Issue 20420: BufferedIncrementalEncoder violates IncrementalEncoder interface (original) (raw)

I dug up an ancient email about that subject:

However, I've discovered that BufferedIncrementalEncoder.getstate() doesn't match the specification (i.e. it returns the buffer, not an int). However this class is unused (and probably useless, because it doesn't make sense to delay encoding the input). The simplest solution would be to simply drop the class.

Sounds like a plan; go right ahead!

Oops, there is one codec that uses it: The idna encoder.

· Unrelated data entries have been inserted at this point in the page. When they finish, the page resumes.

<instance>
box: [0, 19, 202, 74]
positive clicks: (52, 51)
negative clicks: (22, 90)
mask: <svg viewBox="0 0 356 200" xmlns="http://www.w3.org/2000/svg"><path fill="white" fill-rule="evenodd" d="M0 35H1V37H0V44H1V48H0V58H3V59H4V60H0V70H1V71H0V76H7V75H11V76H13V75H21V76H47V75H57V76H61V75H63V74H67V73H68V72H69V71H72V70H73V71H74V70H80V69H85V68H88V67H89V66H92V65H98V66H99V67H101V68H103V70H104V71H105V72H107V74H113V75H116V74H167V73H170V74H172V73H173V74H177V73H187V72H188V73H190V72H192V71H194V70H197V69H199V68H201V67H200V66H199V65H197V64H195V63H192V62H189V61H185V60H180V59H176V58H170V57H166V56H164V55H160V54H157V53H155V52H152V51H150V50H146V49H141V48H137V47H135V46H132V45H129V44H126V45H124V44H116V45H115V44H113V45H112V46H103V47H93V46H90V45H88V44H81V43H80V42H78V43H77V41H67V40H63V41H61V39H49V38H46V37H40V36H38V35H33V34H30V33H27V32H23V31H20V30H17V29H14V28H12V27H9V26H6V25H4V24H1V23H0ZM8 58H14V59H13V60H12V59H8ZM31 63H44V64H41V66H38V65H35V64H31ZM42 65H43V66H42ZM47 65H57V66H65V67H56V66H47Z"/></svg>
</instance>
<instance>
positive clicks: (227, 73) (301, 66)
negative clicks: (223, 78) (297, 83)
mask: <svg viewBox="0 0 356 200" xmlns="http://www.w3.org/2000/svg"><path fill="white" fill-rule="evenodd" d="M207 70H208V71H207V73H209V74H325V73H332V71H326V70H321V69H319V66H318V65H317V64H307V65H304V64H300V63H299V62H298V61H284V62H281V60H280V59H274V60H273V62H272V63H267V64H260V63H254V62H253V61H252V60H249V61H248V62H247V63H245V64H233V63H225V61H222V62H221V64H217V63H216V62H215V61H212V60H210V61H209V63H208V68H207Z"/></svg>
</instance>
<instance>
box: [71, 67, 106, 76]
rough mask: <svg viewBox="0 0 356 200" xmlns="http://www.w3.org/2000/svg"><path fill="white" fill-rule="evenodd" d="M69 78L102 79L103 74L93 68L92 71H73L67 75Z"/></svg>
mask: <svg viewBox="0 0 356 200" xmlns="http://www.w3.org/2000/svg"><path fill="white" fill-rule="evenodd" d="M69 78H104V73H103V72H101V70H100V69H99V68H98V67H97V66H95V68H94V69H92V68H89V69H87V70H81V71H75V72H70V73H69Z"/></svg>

It buffers the input until a '.' is encountered (or encode() is called with final==True) and then encodes this part.

Either the idna encoder encodes the unencoded input as a int, or we drop the specification that encoder.getstate() must return an int, or we change it to mirror the decoder specification (i.e. return a (buffered_input, additional_state_info) tuple.

(A more radical solution would be to completely drop the incremental codecs for idna).

Maybe we should wait and see how the implementation of writing turns out?

And indeed the incremental encoder for idna behaves strange:

import io b = io.BytesIO() s = io.TextIOWrapper(b, 'idna') s.write('x') 1 s.tell() 0 b.getvalue() b'' s.write('.') 1 s.tell() 2 b.getvalue() b'x.' b = io.BytesIO() s = io.TextIOWrapper(b, 'idna') s.write('x') 1 s.seek(s.tell()) 0 s.write('.') Traceback (most recent call last): File "", line 1, in File "/Users/walter/.local/lib/python3.3/codecs.py", line 218, in encode (result, consumed) = self._buffer_encode(data, self.errors, final) File "/Users/walter/.local/lib/python3.3/encodings/idna.py", line 246, in _buffer_encode result.extend(ToASCII(label)) File "/Users/walter/.local/lib/python3.3/encodings/idna.py", line 73, in ToASCII raise UnicodeError("label empty or too long") UnicodeError: label empty or too long

The cleanest solution might probably by to switch to a (buffered_input, additional_state_info) state.

However I don't know what changes this would require in the seek/tell imlementations.